Quando Vittoria ascese al trono, il governo era controllato dal partito Whig, che era al potere dal 1830. Il primo ministro Whig, Lord Melbourne, si trovò ad avere una forte influenza sulla giovane e politicamente inesperta regina, che contava sui suoi consigli[26][27].
Vittoria fu incoronata il 28 giugno del 1838 e divenne la prima sovrana a prendere residenza a Buckingham Palace[28], ottenendo inoltre le rendite dei ducati di Lancaster e di Cornovaglia, nonché una lista civile di 385 000 sterline annue che usò per estinguere i debiti paterni[29]. All'incoronazione partecipò come esecutore il noto musicista e compositore Thomas Paul Chipp.
All'inizio del regno Vittoria fu assai popolare[30], ma la sua reputazione soffrì quando, nel 1839, una delle dame di compagnia della madre, Lady Flora Hastings, incominciò a ingrossarsi e presto la voce pubblica affermò che fosse incinta di Sir John Conroy; la regina, che detestava sia Conroy sia Lady Flora, su consiglio del primo ministro Melbourne la costrinse a sottoporsi a visite mediche per attestare la gravidanza, ma queste dimostrarono la verginità della donna[31]. Pertanto Conroy, la famiglia Hastings e i loro alleati politici, i Tory, condussero una campagna di stampa contro la regina che si intensificò quando Lady Flora morì di cancro al fegato (responsabile dell'ingrossamento dell'addome); a causa dello scandalo, per un certo periodo di tempo, la regina alle apparizioni pubbliche fu schernita con il nomignolo di "Mrs. Melbourne"[32][33].

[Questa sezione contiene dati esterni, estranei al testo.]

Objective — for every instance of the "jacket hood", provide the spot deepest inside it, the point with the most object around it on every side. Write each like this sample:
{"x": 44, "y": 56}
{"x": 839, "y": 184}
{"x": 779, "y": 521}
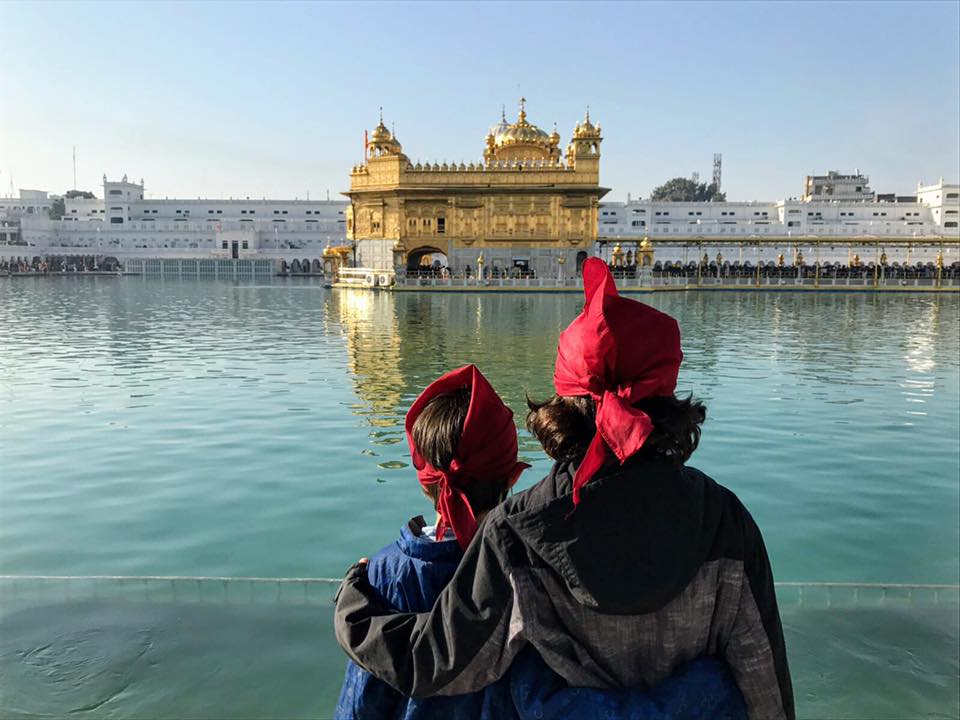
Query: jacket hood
{"x": 637, "y": 538}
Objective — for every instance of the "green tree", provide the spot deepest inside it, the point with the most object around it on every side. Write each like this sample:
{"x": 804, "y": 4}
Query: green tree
{"x": 686, "y": 190}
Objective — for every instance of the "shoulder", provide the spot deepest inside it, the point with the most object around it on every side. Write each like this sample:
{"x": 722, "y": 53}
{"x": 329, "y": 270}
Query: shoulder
{"x": 409, "y": 573}
{"x": 737, "y": 531}
{"x": 558, "y": 483}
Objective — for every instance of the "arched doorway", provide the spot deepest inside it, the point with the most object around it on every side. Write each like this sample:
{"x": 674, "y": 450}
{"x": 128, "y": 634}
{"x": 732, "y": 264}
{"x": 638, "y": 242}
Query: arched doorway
{"x": 581, "y": 259}
{"x": 426, "y": 259}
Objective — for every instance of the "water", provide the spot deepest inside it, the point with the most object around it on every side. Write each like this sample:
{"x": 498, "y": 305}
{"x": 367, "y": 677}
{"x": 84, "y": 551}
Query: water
{"x": 205, "y": 428}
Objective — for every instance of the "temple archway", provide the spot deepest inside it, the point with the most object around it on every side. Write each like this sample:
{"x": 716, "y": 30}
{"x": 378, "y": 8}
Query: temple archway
{"x": 581, "y": 259}
{"x": 425, "y": 257}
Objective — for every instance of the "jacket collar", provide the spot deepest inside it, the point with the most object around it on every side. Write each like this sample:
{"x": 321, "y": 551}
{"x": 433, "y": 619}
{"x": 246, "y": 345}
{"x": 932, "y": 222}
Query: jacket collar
{"x": 414, "y": 543}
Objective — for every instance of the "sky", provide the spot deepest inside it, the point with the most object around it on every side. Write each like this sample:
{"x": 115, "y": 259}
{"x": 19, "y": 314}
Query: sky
{"x": 271, "y": 99}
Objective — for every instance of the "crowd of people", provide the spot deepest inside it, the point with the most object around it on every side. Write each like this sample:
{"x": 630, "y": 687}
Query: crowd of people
{"x": 58, "y": 264}
{"x": 773, "y": 270}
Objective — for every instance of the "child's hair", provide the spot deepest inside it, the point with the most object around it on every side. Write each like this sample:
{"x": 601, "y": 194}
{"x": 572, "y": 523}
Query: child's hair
{"x": 436, "y": 435}
{"x": 565, "y": 426}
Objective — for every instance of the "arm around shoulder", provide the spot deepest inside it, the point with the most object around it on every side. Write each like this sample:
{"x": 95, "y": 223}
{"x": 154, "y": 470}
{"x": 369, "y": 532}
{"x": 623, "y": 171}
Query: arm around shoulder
{"x": 462, "y": 645}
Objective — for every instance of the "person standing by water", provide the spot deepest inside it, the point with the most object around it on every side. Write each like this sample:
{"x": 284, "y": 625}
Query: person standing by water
{"x": 620, "y": 565}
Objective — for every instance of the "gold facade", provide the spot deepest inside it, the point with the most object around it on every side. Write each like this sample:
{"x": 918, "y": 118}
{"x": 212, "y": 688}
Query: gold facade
{"x": 525, "y": 195}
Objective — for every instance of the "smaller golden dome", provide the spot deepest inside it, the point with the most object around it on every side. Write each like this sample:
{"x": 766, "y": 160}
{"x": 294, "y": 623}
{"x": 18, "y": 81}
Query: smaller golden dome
{"x": 586, "y": 128}
{"x": 380, "y": 133}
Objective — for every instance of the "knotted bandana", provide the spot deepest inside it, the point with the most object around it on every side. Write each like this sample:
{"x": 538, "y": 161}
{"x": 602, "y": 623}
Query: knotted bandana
{"x": 487, "y": 451}
{"x": 618, "y": 351}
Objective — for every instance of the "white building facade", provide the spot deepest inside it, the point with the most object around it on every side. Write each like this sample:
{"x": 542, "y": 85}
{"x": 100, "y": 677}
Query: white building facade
{"x": 124, "y": 224}
{"x": 909, "y": 231}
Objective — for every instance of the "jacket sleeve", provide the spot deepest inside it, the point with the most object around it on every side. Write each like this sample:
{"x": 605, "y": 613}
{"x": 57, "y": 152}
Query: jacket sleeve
{"x": 756, "y": 651}
{"x": 363, "y": 697}
{"x": 462, "y": 645}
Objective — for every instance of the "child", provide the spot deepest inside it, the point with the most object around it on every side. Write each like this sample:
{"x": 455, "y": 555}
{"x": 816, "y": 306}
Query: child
{"x": 463, "y": 443}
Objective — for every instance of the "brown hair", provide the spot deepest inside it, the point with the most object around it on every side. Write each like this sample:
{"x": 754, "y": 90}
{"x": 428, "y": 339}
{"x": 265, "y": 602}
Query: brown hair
{"x": 436, "y": 435}
{"x": 565, "y": 426}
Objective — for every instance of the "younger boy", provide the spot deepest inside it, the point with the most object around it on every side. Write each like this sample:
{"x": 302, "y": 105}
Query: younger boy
{"x": 463, "y": 443}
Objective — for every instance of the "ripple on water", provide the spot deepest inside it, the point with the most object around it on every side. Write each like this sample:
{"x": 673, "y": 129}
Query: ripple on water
{"x": 211, "y": 428}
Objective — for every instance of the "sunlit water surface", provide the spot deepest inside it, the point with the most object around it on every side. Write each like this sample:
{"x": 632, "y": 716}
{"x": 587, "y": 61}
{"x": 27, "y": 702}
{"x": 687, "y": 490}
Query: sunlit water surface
{"x": 204, "y": 428}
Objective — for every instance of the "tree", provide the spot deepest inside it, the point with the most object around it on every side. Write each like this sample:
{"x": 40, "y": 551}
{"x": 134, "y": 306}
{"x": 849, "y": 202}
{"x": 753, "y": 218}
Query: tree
{"x": 686, "y": 190}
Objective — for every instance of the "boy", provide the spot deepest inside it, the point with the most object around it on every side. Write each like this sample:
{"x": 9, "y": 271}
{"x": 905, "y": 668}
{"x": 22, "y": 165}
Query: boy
{"x": 463, "y": 443}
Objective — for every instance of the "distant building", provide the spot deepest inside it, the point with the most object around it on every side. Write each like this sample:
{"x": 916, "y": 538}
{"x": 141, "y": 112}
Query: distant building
{"x": 125, "y": 223}
{"x": 834, "y": 186}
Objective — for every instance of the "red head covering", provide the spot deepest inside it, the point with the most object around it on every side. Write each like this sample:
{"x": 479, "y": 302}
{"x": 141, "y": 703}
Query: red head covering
{"x": 487, "y": 451}
{"x": 618, "y": 351}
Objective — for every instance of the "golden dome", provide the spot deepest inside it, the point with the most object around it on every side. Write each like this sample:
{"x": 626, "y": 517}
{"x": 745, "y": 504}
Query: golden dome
{"x": 380, "y": 133}
{"x": 586, "y": 128}
{"x": 519, "y": 133}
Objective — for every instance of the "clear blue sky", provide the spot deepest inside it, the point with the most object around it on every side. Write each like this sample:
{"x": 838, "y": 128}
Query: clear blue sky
{"x": 220, "y": 99}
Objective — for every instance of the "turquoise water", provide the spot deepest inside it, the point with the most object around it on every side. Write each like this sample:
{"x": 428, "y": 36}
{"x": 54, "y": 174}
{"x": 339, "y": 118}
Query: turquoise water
{"x": 204, "y": 428}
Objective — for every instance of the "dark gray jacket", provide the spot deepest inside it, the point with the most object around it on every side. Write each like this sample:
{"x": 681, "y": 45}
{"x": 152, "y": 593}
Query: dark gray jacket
{"x": 656, "y": 566}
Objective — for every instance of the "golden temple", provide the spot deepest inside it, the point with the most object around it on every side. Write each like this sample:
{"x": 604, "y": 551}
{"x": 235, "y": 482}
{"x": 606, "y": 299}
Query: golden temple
{"x": 527, "y": 207}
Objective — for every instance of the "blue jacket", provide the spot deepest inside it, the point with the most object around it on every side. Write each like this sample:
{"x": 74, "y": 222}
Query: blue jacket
{"x": 409, "y": 575}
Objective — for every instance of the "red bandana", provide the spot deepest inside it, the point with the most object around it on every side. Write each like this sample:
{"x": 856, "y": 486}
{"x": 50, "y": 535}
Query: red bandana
{"x": 487, "y": 450}
{"x": 618, "y": 351}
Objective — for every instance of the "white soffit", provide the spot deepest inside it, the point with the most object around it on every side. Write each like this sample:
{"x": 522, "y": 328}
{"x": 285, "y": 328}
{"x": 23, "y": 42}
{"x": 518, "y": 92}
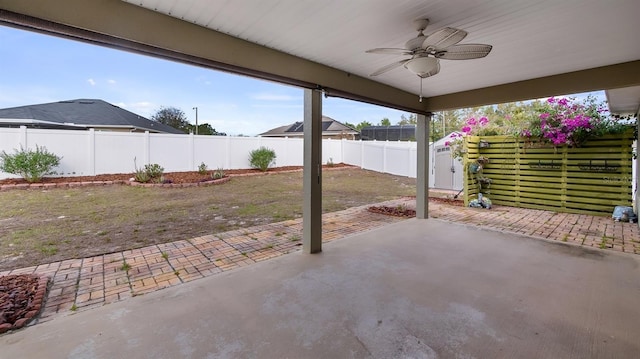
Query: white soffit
{"x": 530, "y": 38}
{"x": 624, "y": 101}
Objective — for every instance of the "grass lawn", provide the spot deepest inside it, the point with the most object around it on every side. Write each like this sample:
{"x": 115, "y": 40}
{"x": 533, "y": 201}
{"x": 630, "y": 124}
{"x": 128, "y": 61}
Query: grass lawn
{"x": 41, "y": 226}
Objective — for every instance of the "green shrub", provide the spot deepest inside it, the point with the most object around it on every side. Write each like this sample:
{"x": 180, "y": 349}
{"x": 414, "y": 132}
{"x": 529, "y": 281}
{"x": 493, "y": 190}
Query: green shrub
{"x": 202, "y": 169}
{"x": 151, "y": 172}
{"x": 31, "y": 165}
{"x": 219, "y": 173}
{"x": 154, "y": 171}
{"x": 262, "y": 158}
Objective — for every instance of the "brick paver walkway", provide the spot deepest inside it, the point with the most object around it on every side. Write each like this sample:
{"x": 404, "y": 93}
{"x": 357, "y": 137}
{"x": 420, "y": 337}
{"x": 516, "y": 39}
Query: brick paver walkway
{"x": 81, "y": 284}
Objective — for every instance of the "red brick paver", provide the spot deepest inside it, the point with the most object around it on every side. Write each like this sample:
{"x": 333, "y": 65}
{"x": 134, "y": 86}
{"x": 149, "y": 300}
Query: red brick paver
{"x": 81, "y": 284}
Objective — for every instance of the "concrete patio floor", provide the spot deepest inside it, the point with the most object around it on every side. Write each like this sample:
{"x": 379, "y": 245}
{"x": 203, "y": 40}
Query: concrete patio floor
{"x": 416, "y": 288}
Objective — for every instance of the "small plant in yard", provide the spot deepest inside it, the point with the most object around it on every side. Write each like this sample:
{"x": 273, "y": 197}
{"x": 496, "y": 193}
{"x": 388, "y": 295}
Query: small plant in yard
{"x": 151, "y": 172}
{"x": 31, "y": 165}
{"x": 218, "y": 174}
{"x": 202, "y": 168}
{"x": 262, "y": 158}
{"x": 154, "y": 171}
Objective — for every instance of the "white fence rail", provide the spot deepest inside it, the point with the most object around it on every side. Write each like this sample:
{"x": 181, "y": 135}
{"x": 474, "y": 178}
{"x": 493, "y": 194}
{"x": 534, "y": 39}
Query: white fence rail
{"x": 86, "y": 153}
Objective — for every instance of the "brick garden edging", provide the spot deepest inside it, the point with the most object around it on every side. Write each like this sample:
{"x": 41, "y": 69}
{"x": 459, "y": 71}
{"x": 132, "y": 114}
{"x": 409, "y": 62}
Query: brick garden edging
{"x": 35, "y": 307}
{"x": 106, "y": 183}
{"x": 138, "y": 184}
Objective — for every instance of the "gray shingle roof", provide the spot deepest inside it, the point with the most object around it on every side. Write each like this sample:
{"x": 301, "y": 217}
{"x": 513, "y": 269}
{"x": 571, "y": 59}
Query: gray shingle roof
{"x": 329, "y": 127}
{"x": 80, "y": 113}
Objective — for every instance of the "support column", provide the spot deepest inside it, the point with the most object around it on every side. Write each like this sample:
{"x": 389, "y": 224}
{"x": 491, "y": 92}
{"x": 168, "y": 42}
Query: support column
{"x": 422, "y": 175}
{"x": 312, "y": 174}
{"x": 637, "y": 173}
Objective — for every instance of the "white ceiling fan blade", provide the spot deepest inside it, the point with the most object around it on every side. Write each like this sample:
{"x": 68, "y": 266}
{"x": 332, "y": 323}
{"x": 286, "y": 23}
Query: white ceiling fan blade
{"x": 389, "y": 67}
{"x": 464, "y": 52}
{"x": 392, "y": 51}
{"x": 444, "y": 38}
{"x": 432, "y": 72}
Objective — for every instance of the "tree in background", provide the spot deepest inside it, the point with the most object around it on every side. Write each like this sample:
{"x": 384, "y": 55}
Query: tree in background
{"x": 443, "y": 123}
{"x": 348, "y": 124}
{"x": 362, "y": 125}
{"x": 173, "y": 117}
{"x": 205, "y": 129}
{"x": 411, "y": 120}
{"x": 177, "y": 119}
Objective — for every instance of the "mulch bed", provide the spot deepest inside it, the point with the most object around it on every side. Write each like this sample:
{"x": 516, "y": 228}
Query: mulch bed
{"x": 22, "y": 296}
{"x": 188, "y": 178}
{"x": 403, "y": 211}
{"x": 21, "y": 300}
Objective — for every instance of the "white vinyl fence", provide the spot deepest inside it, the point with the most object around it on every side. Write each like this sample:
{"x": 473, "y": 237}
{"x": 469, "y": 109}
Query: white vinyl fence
{"x": 86, "y": 153}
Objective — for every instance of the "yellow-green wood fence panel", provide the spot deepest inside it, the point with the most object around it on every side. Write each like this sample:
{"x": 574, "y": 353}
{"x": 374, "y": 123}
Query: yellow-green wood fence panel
{"x": 590, "y": 179}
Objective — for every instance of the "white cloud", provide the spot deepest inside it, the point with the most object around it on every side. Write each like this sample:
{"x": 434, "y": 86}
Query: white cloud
{"x": 274, "y": 97}
{"x": 143, "y": 108}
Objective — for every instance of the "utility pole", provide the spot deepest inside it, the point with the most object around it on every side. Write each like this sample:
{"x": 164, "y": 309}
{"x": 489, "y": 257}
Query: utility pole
{"x": 195, "y": 108}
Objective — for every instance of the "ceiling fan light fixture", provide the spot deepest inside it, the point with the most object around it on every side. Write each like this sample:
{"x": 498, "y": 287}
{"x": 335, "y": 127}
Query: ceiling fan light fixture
{"x": 422, "y": 66}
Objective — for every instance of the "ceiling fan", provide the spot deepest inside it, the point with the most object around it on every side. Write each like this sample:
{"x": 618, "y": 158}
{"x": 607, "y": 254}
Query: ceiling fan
{"x": 426, "y": 51}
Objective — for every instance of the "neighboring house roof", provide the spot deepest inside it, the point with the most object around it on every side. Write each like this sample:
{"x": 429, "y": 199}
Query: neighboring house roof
{"x": 389, "y": 133}
{"x": 79, "y": 114}
{"x": 330, "y": 127}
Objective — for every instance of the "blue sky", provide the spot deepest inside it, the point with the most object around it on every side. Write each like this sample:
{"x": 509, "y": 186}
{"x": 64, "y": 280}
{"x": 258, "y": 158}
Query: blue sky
{"x": 39, "y": 68}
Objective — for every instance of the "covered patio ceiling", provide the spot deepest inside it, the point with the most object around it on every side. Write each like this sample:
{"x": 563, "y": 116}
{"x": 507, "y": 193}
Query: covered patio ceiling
{"x": 540, "y": 47}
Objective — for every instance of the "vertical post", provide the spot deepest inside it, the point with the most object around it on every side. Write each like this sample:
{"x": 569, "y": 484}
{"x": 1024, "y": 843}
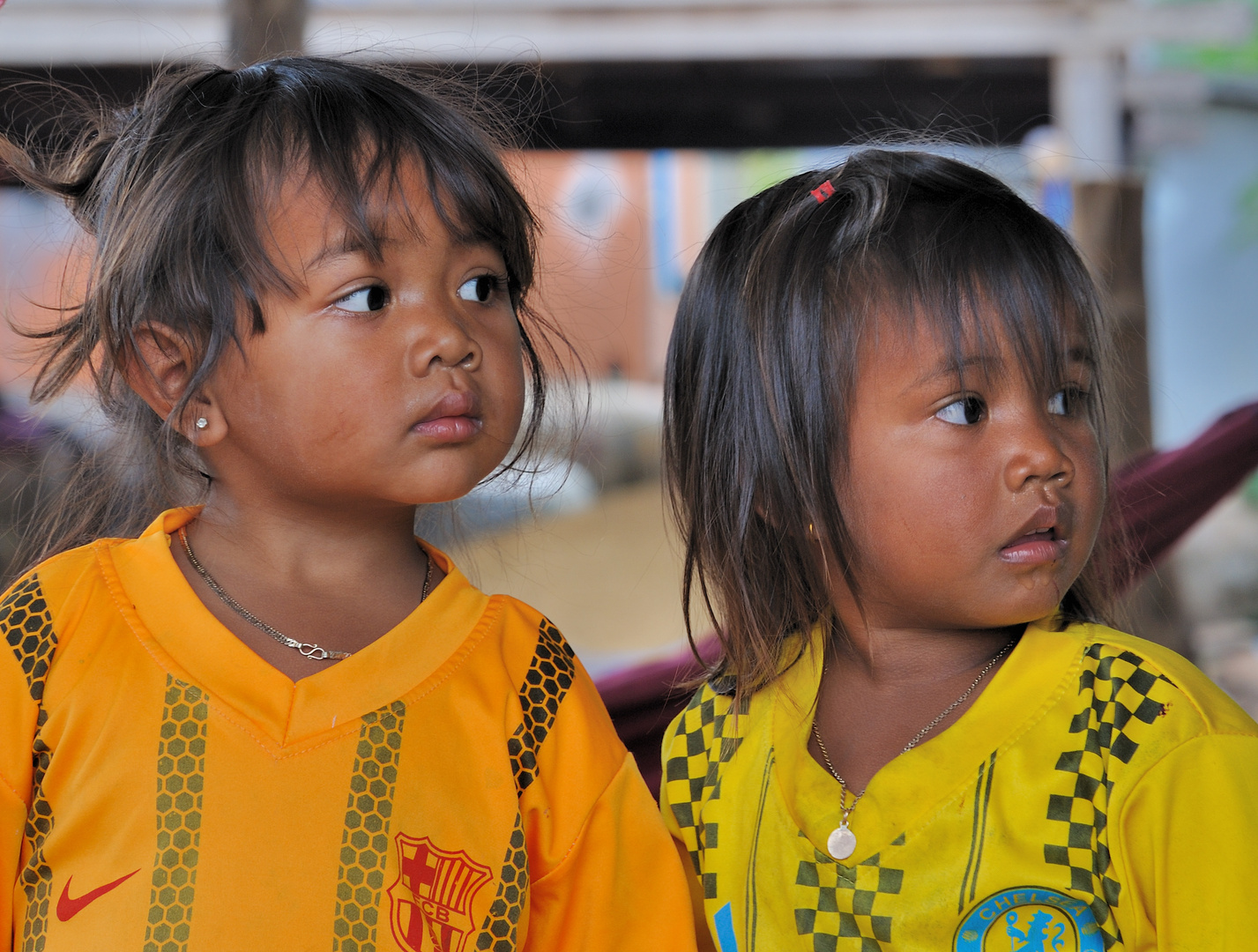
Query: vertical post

Sempre nello stesso anno Melbourne si dimise, quando una coalizione di conservatori e radicali votò contro un disegno di legge per sospendere la costituzione della Giamaica (allo scopo di ridurre il potere dei proprietari delle piantagioni che si opponevano all'abolizione della schiavitù)[34].
La regina assegnò l'incarico di formare un nuovo governo a Sir Robert Peel, appartenente al partito Tory, ma questi non riuscì a causa della Bedchamber Crisis (Crisi della camera da letto): a quei tempi era consuetudine che le persone che frequentavano la famiglia reale (specialmente le dame) fossero scelte dal primo ministro fra i fedeli al suo partito; Vittoria riteneva, invece, che i membri della corte (Bedchamber) fossero degli amici oltre che membri di un'istituzione cerimoniale e pertanto non intendeva che il primo ministro potesse allontanare persone a lei care. Sir Robert Peel non accettò le restrizioni imposte dalla regina e rassegnò le dimissioni, permettendo così a Lord Melbourne di riprendere il proprio posto con grande gioia di Sua Maestà[35][36].
Matrimonio
Nei mesi seguenti la regina si distanziò ulteriormente dalla madre, che fece confinare in un remoto appartamento in Buckingham Palace e alla quale, spesso, negava le visite; al riguardo occorre sottolineare che la stessa Vittoria scrisse in alcune lettere indirizzate a Lord Melbourne quanto la stretta vicinanza della madre fosse stata un tormento[37][38].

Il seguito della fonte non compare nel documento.